An evangelical group Tuesday released a manifesto with anti-LGBT rhetoric called the “Nashville Statement.” And the mayor of Nashville is not happy about it.
The Council on Biblical Manhood & Womanhood, a coalition of evangelicals, released the statement “to address current issues of sexuality,” according to a statement on the group’s website.
The statement is broken down into 14 articles, with the first one stating that marriage should be the “union of one man and one woman, as husband and wife.”
A coalition of over 150 evangelical leaders released a manifesto on Tuesday reiterating their belief that marriage should be between a man and a woman.
Document titled “Nashville Statement,” , asserts that God Created two distinct sexex, that sex should only occur within the bounds of heterosexual marriage, and that “it is sinful to approve of homosexual immorality or transgenderism.”
Council on Biblical Manhood and Womanhood on Friday, presented this statement at the Souther Baptist Convention’s Ethics and Religious Liberty Commission’s annual conference in Nashville. Document consists of 14 statements of affirmation and denial relating to human sexuality.
For instance, Article 7 of the statement reads:
WE AFFIRM that self-conception as male or female should be defined by God’s holy purposes in creation and redemption as revealed in Scripture.
WE DENY that adopting a homosexual or transgender self-conception is consistent with God’s holy purposes in creation and redemption.

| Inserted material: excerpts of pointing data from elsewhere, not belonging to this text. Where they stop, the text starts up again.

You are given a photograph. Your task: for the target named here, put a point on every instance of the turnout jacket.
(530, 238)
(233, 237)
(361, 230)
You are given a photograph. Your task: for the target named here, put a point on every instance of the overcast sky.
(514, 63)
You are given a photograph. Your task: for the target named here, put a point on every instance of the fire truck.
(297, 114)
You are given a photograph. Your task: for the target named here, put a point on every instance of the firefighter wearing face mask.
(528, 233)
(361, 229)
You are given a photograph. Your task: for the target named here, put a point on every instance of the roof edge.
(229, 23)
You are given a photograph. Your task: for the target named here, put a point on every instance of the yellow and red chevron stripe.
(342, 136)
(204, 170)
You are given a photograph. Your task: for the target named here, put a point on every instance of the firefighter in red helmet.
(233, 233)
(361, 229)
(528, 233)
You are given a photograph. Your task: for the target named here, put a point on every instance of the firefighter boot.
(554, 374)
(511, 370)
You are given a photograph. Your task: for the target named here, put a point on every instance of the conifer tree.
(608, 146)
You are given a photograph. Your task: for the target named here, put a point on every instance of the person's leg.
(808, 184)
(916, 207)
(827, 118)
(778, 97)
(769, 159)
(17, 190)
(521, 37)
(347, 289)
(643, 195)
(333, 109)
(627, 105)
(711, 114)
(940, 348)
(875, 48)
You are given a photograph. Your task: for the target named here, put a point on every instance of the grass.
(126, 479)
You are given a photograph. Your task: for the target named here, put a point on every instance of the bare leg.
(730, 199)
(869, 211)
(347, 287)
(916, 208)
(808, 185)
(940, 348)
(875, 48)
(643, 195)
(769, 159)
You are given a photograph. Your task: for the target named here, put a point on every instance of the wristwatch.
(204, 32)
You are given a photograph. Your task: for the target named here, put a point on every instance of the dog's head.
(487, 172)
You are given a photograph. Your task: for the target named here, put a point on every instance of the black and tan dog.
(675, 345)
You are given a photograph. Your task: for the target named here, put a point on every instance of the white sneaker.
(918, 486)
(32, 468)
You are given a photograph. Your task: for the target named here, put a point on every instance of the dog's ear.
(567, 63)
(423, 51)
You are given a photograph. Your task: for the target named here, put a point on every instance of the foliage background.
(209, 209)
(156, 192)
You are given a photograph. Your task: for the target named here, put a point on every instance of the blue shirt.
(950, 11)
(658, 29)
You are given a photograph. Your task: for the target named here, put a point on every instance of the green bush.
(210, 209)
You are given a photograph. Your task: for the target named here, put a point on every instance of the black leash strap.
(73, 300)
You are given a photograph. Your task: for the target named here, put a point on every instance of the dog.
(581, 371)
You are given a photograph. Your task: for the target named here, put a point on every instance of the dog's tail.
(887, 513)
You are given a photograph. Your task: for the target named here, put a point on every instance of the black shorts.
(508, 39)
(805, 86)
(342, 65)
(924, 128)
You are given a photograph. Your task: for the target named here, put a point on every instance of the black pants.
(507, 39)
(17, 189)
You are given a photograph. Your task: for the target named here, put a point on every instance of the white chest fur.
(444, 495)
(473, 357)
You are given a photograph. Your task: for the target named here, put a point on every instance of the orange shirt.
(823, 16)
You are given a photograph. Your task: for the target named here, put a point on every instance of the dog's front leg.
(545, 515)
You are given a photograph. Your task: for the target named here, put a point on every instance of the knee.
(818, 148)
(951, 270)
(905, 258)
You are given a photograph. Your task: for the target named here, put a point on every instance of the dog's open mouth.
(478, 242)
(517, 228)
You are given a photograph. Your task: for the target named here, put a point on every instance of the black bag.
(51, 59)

Nashville mayor Megan Barry is also conncerned about #NashvilleStatement and tweeted Tuesday criticizing the coalition for using her city’s name in a statement of exclusion.
The @CBMWorg's so-called "Nashville Statement" is poorly named and does not represent the inclusive values of the city & people of Nashville
— Megan Barry (@MayorMeganBarry) August 29, 2017
Signers of Nashville Statement are many prominent and influential evangelical leaders, such as Steve Gaines, president of The Southern Baptist Convention, Russell Moore, president of the SBC’s Ethics & Religious Liberty Commission, Albert Mohler, president of The Southern Baptist Theological Seminary, and Tony Perkins, president of the Family Research Council. Perkins was also reportedly one of the architect’s behind President Donald Trump’s ban on transgender service members.
CBMW president Denny Burk said the statement aimed to mitigate Christians’ “confusion”over issues of sexuality.
Critics in the Christian community noted the bizarre and even “callous” timing of the document’s release and warned that it would do more harm than good.
To release it in the direct aftermath of Charlottesville, in the throes of Harvey, is a gross example of pastoral & leadership malpractice.
— Nish Weiseth (@NishWeiseth) August 29, 2017
The fruit of the "Nashville Statement" is suffering, rejection, shame, and despair. The timing is callous beyond words.
— JenHatmaker (@JenHatmaker) August 29, 2017
Just read the #NashvilleStatement Perfect example of ignoring the hearts and lives of real people so you can adhere to an idea or doctrine
— Nadia Bolz-Weber (@Sarcasticluther) August 29, 2017
A Christian pastor and LGBTQ activist Brandan Robertson, who helped organize a protest at the Ethics and Religious Liberty Conference last week, said the statement will further marginalize sexual and gender minorities in the church.
“This is indeed yet another sad day in the history of the modern evangelical movement,” Robertson told HuffPost.
“The most heart breaking part of this statement is that this document will promote and perpetuate teachings that will cause verifiable psychological harm to LGBT+ Christian youth in churches around the world.”
He further added:
“I am confident that future generations will look back at this resolution and see it as despicable as we do former Southern Baptist statements promoting slavery and segregation.